Senior Site Reliability Engineer in United States at Jobgether
Explore Related Opportunities
Job Description
This position is posted by Jobgether on behalf of a partner company. We are currently looking for a Senior Site Reliability Engineer in United States.
This role is focused on ensuring the reliability, scalability, and performance of a modern, cloud-native platform that supports privacy, security, and data-driven services at enterprise scale. You will act as a senior technical owner of production stability, working closely with engineering, security, and developer experience teams to embed strong reliability practices across the software lifecycle. The environment is fast-moving and highly collaborative, requiring a balance of hands-on engineering and strategic thinking. You will help define and evolve SRE standards, turning incidents and operational learnings into long-term systemic improvements. This is a high-impact position where your work directly influences platform resilience, customer experience, and engineering efficiency. It offers the opportunity to shape observability, incident response, and infrastructure strategy in a remote-first organization.

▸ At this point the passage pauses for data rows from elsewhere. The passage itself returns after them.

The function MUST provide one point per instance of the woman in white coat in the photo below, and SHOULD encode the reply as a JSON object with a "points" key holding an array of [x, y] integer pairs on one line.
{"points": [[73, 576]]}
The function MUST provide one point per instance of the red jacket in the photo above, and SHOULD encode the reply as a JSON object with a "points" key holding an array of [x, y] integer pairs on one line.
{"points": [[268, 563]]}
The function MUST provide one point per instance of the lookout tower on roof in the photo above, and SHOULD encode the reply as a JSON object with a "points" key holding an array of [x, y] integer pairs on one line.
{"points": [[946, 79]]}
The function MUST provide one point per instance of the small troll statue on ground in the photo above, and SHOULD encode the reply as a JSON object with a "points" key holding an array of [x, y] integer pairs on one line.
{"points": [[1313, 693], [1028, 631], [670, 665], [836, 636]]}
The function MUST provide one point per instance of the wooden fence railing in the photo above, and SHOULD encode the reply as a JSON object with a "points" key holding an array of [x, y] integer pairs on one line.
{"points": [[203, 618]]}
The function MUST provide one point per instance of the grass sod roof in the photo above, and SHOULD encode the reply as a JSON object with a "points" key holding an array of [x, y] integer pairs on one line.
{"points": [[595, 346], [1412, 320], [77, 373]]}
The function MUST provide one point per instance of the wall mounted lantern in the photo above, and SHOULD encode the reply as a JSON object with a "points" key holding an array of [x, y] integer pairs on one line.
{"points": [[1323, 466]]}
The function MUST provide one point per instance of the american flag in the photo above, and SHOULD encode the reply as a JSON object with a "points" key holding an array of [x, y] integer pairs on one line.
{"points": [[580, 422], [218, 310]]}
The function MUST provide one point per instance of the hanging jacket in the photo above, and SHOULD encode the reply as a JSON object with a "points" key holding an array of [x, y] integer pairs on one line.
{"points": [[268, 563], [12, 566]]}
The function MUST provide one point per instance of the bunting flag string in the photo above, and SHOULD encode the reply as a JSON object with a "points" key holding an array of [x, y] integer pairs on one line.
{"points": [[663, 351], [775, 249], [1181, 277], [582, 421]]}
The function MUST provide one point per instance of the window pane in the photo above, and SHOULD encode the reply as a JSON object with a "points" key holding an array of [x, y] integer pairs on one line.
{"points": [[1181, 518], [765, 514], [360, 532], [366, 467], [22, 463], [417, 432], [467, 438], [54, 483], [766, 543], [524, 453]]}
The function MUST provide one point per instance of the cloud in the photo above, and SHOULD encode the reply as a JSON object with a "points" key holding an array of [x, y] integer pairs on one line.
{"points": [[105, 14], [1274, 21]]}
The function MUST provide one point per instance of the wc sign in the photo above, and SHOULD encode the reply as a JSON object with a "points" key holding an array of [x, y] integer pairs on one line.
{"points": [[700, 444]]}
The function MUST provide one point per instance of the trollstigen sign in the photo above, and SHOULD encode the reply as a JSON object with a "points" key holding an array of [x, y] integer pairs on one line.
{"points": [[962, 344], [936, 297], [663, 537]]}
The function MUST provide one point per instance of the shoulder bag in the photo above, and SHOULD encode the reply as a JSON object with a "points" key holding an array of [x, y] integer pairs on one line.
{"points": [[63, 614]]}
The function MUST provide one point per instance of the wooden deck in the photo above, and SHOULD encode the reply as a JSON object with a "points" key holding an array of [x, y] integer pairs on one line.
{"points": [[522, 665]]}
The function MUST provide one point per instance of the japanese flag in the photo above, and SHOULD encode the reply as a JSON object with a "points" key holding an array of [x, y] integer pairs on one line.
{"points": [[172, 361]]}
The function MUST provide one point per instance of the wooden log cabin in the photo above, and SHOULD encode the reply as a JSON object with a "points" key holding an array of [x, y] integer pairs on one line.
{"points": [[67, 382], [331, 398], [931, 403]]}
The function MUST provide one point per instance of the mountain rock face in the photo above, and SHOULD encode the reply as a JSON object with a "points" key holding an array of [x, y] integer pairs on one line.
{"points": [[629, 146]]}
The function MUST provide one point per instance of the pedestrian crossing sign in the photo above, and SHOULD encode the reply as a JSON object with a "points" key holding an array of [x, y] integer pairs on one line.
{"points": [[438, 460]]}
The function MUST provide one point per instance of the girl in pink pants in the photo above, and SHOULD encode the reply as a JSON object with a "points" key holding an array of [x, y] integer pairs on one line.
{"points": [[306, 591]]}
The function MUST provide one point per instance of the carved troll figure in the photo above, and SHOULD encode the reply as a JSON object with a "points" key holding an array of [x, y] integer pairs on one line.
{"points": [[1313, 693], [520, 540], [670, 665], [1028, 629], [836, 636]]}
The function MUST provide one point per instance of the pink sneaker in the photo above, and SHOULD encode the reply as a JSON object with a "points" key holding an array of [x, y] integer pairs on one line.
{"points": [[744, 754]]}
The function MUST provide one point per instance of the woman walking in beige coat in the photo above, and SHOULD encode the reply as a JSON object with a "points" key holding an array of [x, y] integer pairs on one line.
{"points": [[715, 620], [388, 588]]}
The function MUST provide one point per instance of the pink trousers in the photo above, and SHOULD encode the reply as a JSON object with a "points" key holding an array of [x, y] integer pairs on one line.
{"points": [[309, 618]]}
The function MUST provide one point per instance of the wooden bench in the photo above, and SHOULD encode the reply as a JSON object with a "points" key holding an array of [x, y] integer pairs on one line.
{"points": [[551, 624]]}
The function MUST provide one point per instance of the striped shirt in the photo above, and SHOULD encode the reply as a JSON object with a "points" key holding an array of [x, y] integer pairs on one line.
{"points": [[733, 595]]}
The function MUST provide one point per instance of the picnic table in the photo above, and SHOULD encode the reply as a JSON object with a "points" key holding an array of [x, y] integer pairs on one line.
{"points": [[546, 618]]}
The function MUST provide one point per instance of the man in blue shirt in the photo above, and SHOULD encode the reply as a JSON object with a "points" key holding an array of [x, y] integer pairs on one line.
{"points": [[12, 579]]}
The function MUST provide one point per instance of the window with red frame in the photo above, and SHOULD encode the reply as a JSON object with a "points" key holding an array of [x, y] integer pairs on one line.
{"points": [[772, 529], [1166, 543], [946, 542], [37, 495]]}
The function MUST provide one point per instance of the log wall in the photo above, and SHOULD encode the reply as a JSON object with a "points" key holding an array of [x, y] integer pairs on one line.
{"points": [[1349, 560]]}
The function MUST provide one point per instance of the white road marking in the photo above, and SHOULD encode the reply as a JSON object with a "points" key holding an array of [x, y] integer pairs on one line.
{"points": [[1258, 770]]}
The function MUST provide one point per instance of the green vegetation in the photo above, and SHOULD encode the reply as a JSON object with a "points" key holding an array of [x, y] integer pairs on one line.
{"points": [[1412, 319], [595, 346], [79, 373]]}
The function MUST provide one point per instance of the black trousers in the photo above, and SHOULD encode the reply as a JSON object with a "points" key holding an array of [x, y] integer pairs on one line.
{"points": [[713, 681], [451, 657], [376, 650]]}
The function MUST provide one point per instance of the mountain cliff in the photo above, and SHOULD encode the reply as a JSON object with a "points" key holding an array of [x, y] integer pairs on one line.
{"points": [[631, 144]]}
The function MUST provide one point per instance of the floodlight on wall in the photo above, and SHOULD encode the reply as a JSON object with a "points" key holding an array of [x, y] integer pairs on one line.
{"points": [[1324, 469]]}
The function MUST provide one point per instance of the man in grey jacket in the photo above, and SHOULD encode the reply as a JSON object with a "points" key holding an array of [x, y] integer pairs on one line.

- Lead reliability design and production readiness reviews for services, ensuring strong observability, safe deployments, and rollback strategies
- Build, operate, and improve observability systems including logging, metrics, tracing, dashboards, alerts, and runbooks for incident response
- Own incident management processes, including on-call participation, escalation handling, post-incident reviews, and long-term remediation tracking
- Design and execute disaster recovery testing, game days, and resilience exercises to validate system robustness and reduce failure points
- Perform capacity planning and cloud cost optimization to ensure scalable, efficient, and high-performing infrastructure
- Identify systemic reliability risks and drive cross-team initiatives to reduce incidents and improve platform stability
- Collaborate with engineering and security teams to integrate reliability practices into CI/CD pipelines, tooling, and development workflows
- Continuously improve on-call operations, automation, alerting quality, and operational documentation
- 5+ years of experience in Site Reliability Engineering, Production Engineering, Infrastructure Engineering, or similar production-focused roles
- Strong hands-on experience with cloud infrastructure (ideally AWS), including compute, networking, storage, and security services
- Proficiency in at least one programming language such as Python, JavaScript, or TypeScript, with ability to review and understand production code
- Experience with infrastructure as code and CI/CD tools such as Terraform, CloudFormation, or equivalent platforms
- Deep knowledge of observability tools (e.g., Datadog or similar), including alert design, monitoring strategies, and incident signal management
- Proven experience leading incident response, root cause analysis, and postmortem processes with actionable outcomes
- Strong communication and collaboration skills, with ability to influence across engineering teams without formal authority
- Experience participating in or improving on-call rotations, escalation workflows, and operational readiness practices
- Bachelor’s degree in a technical field or equivalent practical experience
- Ability to thrive in a remote, high-autonomy environment with strong ownership and execution discipline
- Competitive salary aligned with experience and location
- Equity participation as part of total compensation package
- Flexible remote-first work environment
- Comprehensive health, dental, and vision insurance
- 401(k) retirement plan with company match
- Flexible PTO and paid parental leave
- Home office support and remote work stipend
- Strong learning culture with growth and development opportunities.